Wenn ich mit einer digitalen Kamera arbeite, wie etwa der neuen
Nikon D1, brauche ich keine Filme mitzunehmen, kann die Bilder
vor Ort jeden Abend kontrollieren und sofort an Ort und Stelle
die unbrauchbaren löschen. Kann dort schon die Daten eingeben,
und die 10-2o wirklich guten Fotos des Tages (falls es mal an
einem guten Tag so viele sind) gleich am Abend aus der Masai
Mara, der Antarktis, aus Churchill oder der Mongolei, über das
(in zwei bis drei Jahren ja preiswert lieferbare) Satelittenhandy
als Datensatz ins heimatliche Büro senden, so daß man dort die
Bilder schon vermarkten kann, bevor der Fotograf wieder zuhause
ist.
Und es wird eine Freude sein, mit Duplikaten zu arbeiten: Jetzt
gibt es nur ein wirklich gutes Original von Aktionsfotos. Alle
Dups sind wesentlich schlechter. Digital ist jedes Duplikat so
gut wie das Original.
Auch spart man unglaublich viel Geld: Ein Profi braucht im Jahr
1.500 bis 2.000 Diafilme. Die kosten mit Entwicklung und Rahmung
immerhin 10.- bis 15.- DM pro Stück - macht 20.000,- bis
30.000,- DM, die man jährlich spart, wenn man ohne Film
fotografiert. Wir werden alle in einigen Jahren umsteigen, die
Vorteile sind einfach zu groß.
Die bisherige, auf Film als
Trägermaterial basierende Fotografie ist ja neulich erst 150
Jahre alt geworden. Naturfotografie in unserem Sinne gibt es etwa
seit 1880/1890. Damals machten die Brüder Kearton ihre ersten
Fotos und Otmar Anschütz veröffentlichte 1884 schon seine
berühmte Bildserie vom Weißstorch in der Leipziger
Illustrierten Zeitung. Es war ein weiter Weg bis dahin, seit wir
vor etwa 25.000 Jahren die Welt der Ahnungen verlassen und in das
Reich des reflektierenden Bewußtseins eingetreten sind. Wie
lange wir als rein agierende Art im Reich derr Tiere gelebt
haben, vermag heute sicher niemand genau zu sagen. Auch nicht,
wie lange wir uns dann in der Welt der Ahnungen aufgehalten
haben, die meiner Ansicht nach heute die Schimpansen erreichen.

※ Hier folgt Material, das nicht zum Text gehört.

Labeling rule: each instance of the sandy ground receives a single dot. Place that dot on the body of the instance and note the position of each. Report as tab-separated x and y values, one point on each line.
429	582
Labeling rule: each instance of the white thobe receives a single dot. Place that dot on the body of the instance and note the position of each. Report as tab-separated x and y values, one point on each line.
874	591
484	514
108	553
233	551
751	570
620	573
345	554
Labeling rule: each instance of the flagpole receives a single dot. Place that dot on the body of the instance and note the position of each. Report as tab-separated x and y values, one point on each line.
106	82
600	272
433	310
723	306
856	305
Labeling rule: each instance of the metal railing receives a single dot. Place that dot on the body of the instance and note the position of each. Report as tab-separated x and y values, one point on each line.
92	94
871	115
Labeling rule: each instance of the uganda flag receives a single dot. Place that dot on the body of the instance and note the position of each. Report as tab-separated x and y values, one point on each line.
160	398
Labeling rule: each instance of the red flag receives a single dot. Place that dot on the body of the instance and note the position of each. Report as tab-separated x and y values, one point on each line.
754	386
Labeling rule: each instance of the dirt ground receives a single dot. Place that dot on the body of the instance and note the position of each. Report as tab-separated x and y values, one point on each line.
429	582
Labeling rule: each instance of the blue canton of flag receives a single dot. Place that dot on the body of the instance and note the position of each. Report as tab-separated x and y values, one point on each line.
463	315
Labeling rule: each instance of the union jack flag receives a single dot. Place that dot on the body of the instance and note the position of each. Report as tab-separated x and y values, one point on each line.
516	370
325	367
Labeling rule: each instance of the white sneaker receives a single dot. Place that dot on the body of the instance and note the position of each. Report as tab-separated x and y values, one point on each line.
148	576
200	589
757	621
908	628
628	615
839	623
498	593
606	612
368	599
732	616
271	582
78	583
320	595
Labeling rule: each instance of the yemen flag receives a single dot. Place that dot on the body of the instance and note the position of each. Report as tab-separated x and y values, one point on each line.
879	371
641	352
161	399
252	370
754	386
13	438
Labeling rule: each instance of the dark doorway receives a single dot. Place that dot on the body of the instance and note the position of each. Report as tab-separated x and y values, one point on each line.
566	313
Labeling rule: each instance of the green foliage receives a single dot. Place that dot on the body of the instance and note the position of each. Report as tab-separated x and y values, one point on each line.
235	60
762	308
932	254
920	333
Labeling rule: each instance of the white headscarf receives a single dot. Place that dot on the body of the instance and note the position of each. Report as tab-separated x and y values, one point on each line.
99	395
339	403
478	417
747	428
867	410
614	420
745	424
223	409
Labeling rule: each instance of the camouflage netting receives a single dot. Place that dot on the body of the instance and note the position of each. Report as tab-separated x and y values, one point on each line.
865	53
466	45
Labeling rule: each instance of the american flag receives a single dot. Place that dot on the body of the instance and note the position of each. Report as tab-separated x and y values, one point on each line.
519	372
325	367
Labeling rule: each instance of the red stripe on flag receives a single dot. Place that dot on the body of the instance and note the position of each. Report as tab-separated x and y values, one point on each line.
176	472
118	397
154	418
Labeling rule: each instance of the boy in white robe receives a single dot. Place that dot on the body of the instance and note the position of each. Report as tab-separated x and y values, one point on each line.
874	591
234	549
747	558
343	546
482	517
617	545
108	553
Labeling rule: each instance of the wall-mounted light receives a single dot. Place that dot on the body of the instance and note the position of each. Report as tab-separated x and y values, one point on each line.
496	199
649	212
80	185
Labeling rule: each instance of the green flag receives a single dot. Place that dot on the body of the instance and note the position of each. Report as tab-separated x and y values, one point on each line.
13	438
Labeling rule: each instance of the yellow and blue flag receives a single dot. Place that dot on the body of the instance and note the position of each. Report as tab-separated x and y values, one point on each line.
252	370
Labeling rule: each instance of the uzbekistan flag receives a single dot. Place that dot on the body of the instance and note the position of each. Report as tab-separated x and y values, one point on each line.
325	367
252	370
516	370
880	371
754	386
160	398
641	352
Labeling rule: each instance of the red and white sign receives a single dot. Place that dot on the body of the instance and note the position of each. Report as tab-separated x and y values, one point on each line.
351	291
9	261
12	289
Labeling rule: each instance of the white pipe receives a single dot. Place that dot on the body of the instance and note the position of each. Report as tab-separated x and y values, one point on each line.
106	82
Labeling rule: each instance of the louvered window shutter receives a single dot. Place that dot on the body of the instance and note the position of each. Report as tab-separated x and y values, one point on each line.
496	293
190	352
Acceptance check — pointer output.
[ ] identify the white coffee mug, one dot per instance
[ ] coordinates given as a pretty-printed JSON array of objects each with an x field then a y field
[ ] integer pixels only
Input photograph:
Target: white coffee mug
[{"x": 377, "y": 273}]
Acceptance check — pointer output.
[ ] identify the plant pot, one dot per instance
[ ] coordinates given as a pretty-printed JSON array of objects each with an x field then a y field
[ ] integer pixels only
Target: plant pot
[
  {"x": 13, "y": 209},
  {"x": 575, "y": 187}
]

Wer mit diesen Verwandten einmal etwas näher in Kontakt kam, wie
es mir im Gombe Nationalpark in Tanzania vergönnt war, dem wird
gewiß, daß sie nicht mehr auf der Entwicklungsstufe primitiver
Arten stehen , sondern auf der Schwelle zu einem Bewußtsein.
Der Schimpanse könnte in ferner Zukunft - neben uns - die zweite
Art auf diesem Planeten werden, die ihre Existenz reflektieren
kann.
Es war der große Naturfilmer Hugo van Larwick der entdeckte,
daß die heutigen Schimpansen schon dabei sind, eine erste,
primitive Religon zu entwickeln, in dem sie den Regen
beschwörende Tänze aufführen.
Diese 'Religion' ist zwar noch weit entfernt von den 'primitiven
Religionen' etwa der Inkas, welche die Sonne als Gott anbeteten,
aber so weit nun auch wieder nicht.
Gut 100 Jahre gibt es die Naturfotografie also schon - aber viel
interessanter ist ja, wie lange wird sie es noch geben?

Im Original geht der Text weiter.